OBR says Budget leak was ‘worst failure in our 15 -year history’ | Politics | News

The Office for Budget Responsibility has published a 20-page report into the farcical leak in which the bulk of Rachel Reeves’ budget was accidentally released an hour before the Chancellor was due to address the House of Commons.
The OBR, the government’s most important body dealing with numbers, said last Wednesday’s premature publication was “the biggest failure in the OBR’s 15-year history”.
“This was seriously devastating for the Chancellor, who was right to expect that the EFO would not be made public until he sat down to the end of his Budget speech when it should have been published alongside the Treasury’s explanatory Red Book as usual.
“OBR Chairman Richard Hughes rightly expressed his deep apologies.”
Quango immediately assigned its chief of staff to report on how the market-sensitive document was leaked and published its findings this afternoon.
Responding to the letter, the Treasury thanked the OBR for its report and said the Secretary-General would respond “in due course”.
Experts from the leak investigation have recommended that future OBR versions be published on the Government’s more secure .gov servers rather than using existing WordPress plugins.
Setting out the timeline for the budget day chaos, the OBR said the documents were first successfully accessed at 11.35am after being uploaded by a web developer to a part of the website that the OBR believed was not publicly available.
The OBR was later made aware of the leak at 11:43am when a journalist reported that the Reuters news agency had reported breaking news that the document was available two minutes earlier.
At 11.52am, the Treasury notified the OBR that the document had been made available by third-party sources, having correctly guessed its URL.

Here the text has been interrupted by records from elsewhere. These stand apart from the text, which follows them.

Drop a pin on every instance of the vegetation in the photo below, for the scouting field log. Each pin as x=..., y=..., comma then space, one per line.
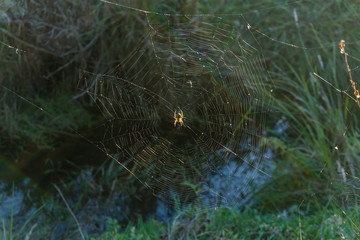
x=313, y=191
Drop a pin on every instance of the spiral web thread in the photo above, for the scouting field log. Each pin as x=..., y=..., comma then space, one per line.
x=210, y=68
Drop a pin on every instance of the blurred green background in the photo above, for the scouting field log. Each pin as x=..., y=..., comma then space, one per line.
x=46, y=47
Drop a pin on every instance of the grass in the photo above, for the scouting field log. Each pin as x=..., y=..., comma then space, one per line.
x=230, y=223
x=313, y=192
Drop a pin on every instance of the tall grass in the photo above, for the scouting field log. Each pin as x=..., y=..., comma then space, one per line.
x=318, y=158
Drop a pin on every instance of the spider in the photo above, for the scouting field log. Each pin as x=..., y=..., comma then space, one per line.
x=178, y=116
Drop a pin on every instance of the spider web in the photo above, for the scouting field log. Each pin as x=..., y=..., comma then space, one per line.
x=212, y=70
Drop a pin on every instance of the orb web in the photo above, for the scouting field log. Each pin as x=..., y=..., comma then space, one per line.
x=209, y=68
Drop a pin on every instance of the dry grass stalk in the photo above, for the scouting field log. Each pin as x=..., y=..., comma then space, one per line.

After a minute, staff attempted to pull the PDF from the website and take the entire website offline, but they had difficulty doing so due to the sheer volume of online traffic trying to access it.
At 12:08pm the OBR finally managed to take the document offline and published its first statement about the hugely embarrassing incident seven minutes later.
Surprisingly, the OBR’s report, published this afternoon, reveals that the Chancellor’s economic forecast document for the March 2025 spring statement was also accessed prematurely, but was not made public.
Four days earlier, OBR chairman Richard Hughes had offered his resignation to Rachel Reeves over the leak.
Even though he hasn’t accepted the offer yet, it seems his future is uncertain.
Mr Hughes took over the quango five years ago and his term would have ended a few months ago if Rachel Reeves had not reappointed him for another five years in May.
This morning Ms Reeves was accused of trying to scapegoat the OBR chief in response to her messy second Budget.
Fresh anger erupted between the Treasury and the OBR last Friday when the watchdog told the House of Commons Treasury Committee that Ms Reeves had been advised there was no fiscal black hole she needed to fill with huge tax increases.
Shadow chancellor Sir Mel Stride said: “Rachel Reeves is pointing the finger once again. “Whether it’s figures that don’t add up or leaks at the Treasury affecting people’s mortgages, Reeves is always blaming someone else or finding a scapegoat.
“It wasn’t the OBR who had the markets on edge, flying all these kites in public or holding lots of press conferences. It’s the Treasury that’s playing the game and ordinary people need to be held accountable for the consequences.”
“There are many serious unanswered questions about misleading markets. Reeves and Starmer must now explain what they knew and when.”